OPEP+ define novo acréscimo na produção de petróleo
Neste domingo, 07/06/2026, membros da OPEP+ concordaram em elevar as metas de produção de petróleo em mais 188 mil barris por dia a partir de julho. A decisão surge como uma tentativa de mitigar a crise de abastecimento global, que se agrava pela instabilidade geopolítica e pela reduzida capacidade de exportação de países-chave. A medida visa responder à pressão por maior oferta em um cenário de demanda crescente, mas seus efeitos concretos na disponibilidade do insumo dependem de fatores externos.
A aliança, que integra a Organização dos Países Exportadores de Petróleo (OPEP) e aliados como a Rússia, tem enfrentado desafios significativos para expandir a produção. Conflitos internacionais e a interrupção do fluxo de petróleo pelo Estreito de Ormuz intensificaram a crise, levando importantes membros, como a Arábia Saudita, a não conseguirem atender integralmente à demanda de seus clientes desde o fim de fevereiro. Essa situação gerou a maior crise de abastecimento da história.

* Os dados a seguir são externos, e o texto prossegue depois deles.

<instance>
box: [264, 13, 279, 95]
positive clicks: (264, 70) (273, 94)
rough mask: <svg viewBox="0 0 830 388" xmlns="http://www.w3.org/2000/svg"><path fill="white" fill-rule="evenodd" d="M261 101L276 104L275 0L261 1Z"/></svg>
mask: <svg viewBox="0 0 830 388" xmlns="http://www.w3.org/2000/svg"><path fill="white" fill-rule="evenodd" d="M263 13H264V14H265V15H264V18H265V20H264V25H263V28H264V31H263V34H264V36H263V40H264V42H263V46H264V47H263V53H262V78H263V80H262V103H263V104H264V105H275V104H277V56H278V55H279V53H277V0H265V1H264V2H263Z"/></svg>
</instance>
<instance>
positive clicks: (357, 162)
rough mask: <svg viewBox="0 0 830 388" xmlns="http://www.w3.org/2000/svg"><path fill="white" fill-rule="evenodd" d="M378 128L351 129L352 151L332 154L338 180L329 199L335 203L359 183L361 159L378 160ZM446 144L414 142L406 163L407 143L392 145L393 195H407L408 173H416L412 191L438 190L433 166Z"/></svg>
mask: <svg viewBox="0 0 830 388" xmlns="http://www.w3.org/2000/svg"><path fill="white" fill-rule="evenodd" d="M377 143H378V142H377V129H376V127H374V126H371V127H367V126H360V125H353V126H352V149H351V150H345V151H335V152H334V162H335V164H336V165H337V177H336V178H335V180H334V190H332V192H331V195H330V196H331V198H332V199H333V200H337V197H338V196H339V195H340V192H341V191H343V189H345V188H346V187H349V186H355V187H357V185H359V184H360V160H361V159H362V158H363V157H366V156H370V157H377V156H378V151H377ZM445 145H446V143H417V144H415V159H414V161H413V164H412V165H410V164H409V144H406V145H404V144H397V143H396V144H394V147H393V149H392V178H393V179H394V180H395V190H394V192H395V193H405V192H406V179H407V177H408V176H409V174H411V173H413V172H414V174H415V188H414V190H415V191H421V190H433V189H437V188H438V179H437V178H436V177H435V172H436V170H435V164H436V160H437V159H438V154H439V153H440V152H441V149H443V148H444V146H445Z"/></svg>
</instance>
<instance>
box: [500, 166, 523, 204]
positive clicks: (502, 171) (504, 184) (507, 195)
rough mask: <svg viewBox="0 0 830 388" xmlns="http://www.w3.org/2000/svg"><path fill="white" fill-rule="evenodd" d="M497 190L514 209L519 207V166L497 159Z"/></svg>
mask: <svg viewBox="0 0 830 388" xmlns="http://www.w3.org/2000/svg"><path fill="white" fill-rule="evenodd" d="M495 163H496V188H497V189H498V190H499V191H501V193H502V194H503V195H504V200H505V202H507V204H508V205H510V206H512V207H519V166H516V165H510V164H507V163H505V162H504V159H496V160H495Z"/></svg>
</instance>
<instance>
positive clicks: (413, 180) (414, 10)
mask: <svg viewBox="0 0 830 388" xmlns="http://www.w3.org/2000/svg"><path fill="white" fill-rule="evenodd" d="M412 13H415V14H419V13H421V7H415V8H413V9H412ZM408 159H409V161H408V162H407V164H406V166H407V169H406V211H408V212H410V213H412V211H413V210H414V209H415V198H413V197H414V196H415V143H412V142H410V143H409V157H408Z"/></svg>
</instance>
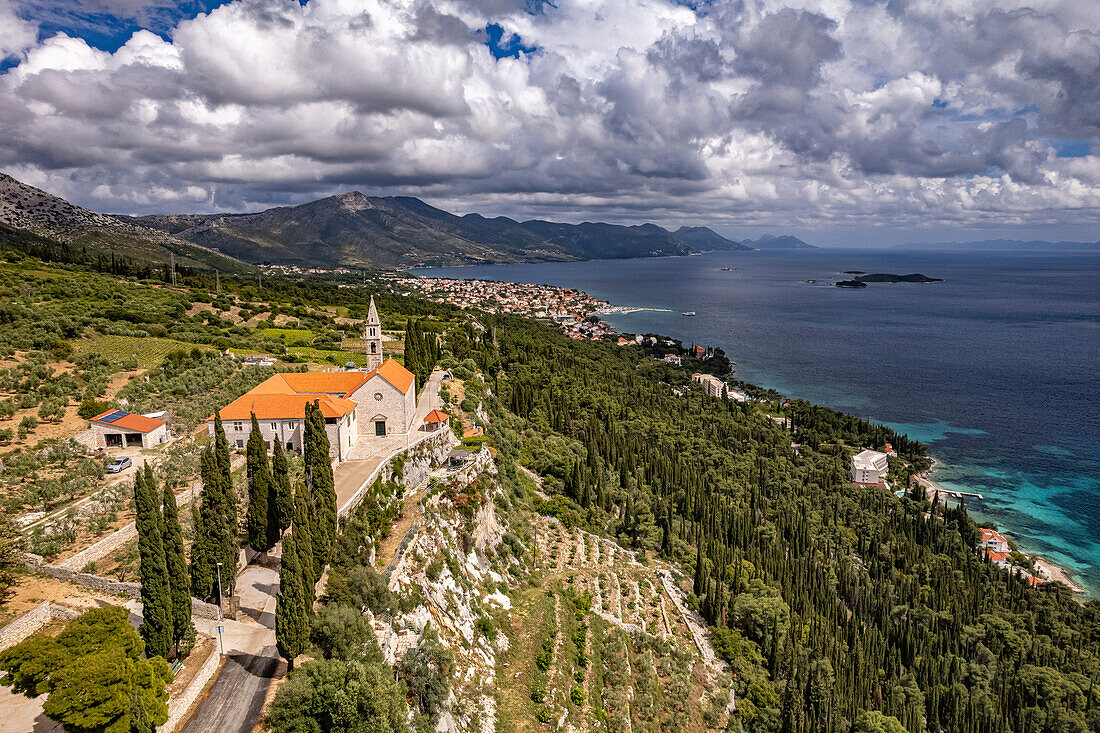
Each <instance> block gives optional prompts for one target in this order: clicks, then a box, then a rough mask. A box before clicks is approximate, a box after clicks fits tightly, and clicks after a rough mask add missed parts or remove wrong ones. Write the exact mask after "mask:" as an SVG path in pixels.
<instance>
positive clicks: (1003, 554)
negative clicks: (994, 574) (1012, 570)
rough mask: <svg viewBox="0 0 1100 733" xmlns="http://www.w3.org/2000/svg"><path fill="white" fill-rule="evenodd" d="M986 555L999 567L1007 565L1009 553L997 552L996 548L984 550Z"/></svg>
mask: <svg viewBox="0 0 1100 733" xmlns="http://www.w3.org/2000/svg"><path fill="white" fill-rule="evenodd" d="M986 557H988V558H989V559H990V561H991V562H992V564H993V565H996V566H997V567H999V568H1008V567H1009V553H999V551H997V550H986Z"/></svg>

Apesar do acordo para um aumento de 188 mil barris diários em julho, o volume é idêntico ao aprovado para junho. Anteriormente, os aumentos foram de 206 mil barris diários em abril e maio. Essas alterações refletem a complexidade da situação, incluindo a saída dos Emirados Árabes Unidos do grupo, que modificou as dinâmicas de deliberação e produção.
A decisão deste domingo contou com a participação de sete integrantes principais da OPEP+: Arábia Saudita, Iraque, Kuwait, Argélia, Cazaquistão, Rússia e Omã. Historicamente, estes países, juntamente com os Emirados Árabes Unidos antes de sua saída, têm sido os principais artífices das políticas de produção do grupo.
Paralelamente, outras reuniões ministeriais da OPEP e da OPEP+ estavam agendadas para o mesmo dia. No entanto, fontes internas indicam que não há expectativa de mudanças significativas na política de produção geral durante esses encontros, mantendo o foco nas cotas já definidas e nos ajustes em curso.
A produção média do grupo em abril registrou uma queda para 33,19 milhões de barris por dia, significativamente abaixo dos 42,77 milhões de barris diários de fevereiro. Essa redução é uma consequência direta da diminuição nas exportações dos países do Golfo, evidenciando as dificuldades logísticas e geopolíticas que afetam a oferta global.
A queima de combustíveis fósseis na produção de petróleo é uma fonte conhecida de emissões de metano.